Dopo aver esplorato il tema nel 2007 con I padroni della notte, James Gray ci riporta nell’universo della mafia russa con Paper Tiger, presentato al Festival di Locarno. Questa volta però il regista sposta l’obiettivo sul prezzo dell’ambizione e sulle sue ricadute sui legami familiari, con uno sguardo che si fa via via più maturo e sfaccettato. “Su un muro di museo ho letto che la storia e il mito nascono sempre da un microcosmo personale: per questo cerco di realizzare film personali, perché nel bene e nel male io sono unico, e ciò che porto sullo schermo è la mia esperienza” ha dichiarato il regista e produttore statunitense incontrando la stampa a Locarno, dove questa sera riceverà il Pardo alla carriera.
Il film racconta la vicenda di due fratelli, Gary (Adam Driver) e Irwin (Miles Teller), insieme alla moglie di quest’ultimo, Hester (Scarlett Johansson), sullo sfondo di un’America middle class. “Sono molto grato ai miei attori, e resto sempre un po’ stupito che vogliano lavorare con me” ha spiegato Gray. “In realtà ho scritto la sceneggiatura senza pensare a interpreti precisi, per non definire troppo i personaggi in anticipo. Poi sul set abbiamo lavorato benissimo, in un’atmosfera splendida: loro mi hanno dato tutto e gliene sono grato.”
Prodotto da Rodrigo Teixeira e Raffaella Leone (figlia di Sergio Leone), il film conferma la scelta di Gray di raccontare storie profondamente personali: “Il cinema è la cosa più vicina al sogno che abbiamo, anche più di quel poco che sogniamo ogni notte, considerando l’oceano di film meravigliosi realizzati dalla nascita del cinema a oggi. Se per la pittura ci sono voluti secoli per arrivare alla prospettiva, il cinema si è evoluto a una velocità incredibile.” Pur riconoscendo che i film nascono “in un contesto commerciale in cui dobbiamo comunque lavorare”, per Gray restano “una finestra sull’inconscio altrui”. E se “fare un film comporta forse un certo narcisismo, una volta terminato bisogna essere pronti ad accogliere le reazioni del pubblico”: “Il mio intento è mostrare quella versione del mio sogno, della mia identità.” Una dimensione intima che si riflette anche nel modo in cui il pubblico reagisce: “Davanti a un quadro, in un museo, nessuno dice ‘questo mi fa schifo’. Il film invece è talmente intimo che si arriva a dire ‘lo odio’, oppure si vorrebbe zittire chi parla ad alta voce in sala, perché disturba il sogno.”
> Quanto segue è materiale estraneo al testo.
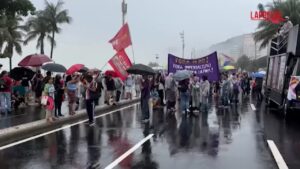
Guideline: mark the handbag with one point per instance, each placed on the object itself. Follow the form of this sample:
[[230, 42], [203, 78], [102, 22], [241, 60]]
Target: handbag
[[44, 100]]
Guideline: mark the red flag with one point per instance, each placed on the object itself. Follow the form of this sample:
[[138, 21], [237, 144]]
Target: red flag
[[122, 39], [120, 63]]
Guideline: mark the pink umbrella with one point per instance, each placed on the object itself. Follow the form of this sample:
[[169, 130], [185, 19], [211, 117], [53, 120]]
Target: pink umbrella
[[74, 68], [35, 60]]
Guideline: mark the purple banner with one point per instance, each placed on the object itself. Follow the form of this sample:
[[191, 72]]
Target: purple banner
[[207, 65]]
Nella pellicola, disseminata di elementi autobiografici legati alla sua infanzia, Gray tiene a precisare di non voler muovere “nessuna critica” al comportamento del padre dei due fratelli protagonisti: “Nell’86 la mafia russa non era ancora un fenomeno noto: qualcuno come mio padre, all’epoca, non poteva averne consapevolezza. Noi figli eravamo insolenti nei suoi confronti. Non condanno nessuno: il dramma appartiene un po’ al destino”, proprio come nel mito greco, richiamato nel film fin dalle prime inquadrature attraverso alcuni versi tratti dall’ Agamennone di Eschilo: “Che ci sia una ricchezza senza lacrime, che ce ne sia abbastanza affinché l’uomo saggio non ne desideri di più.”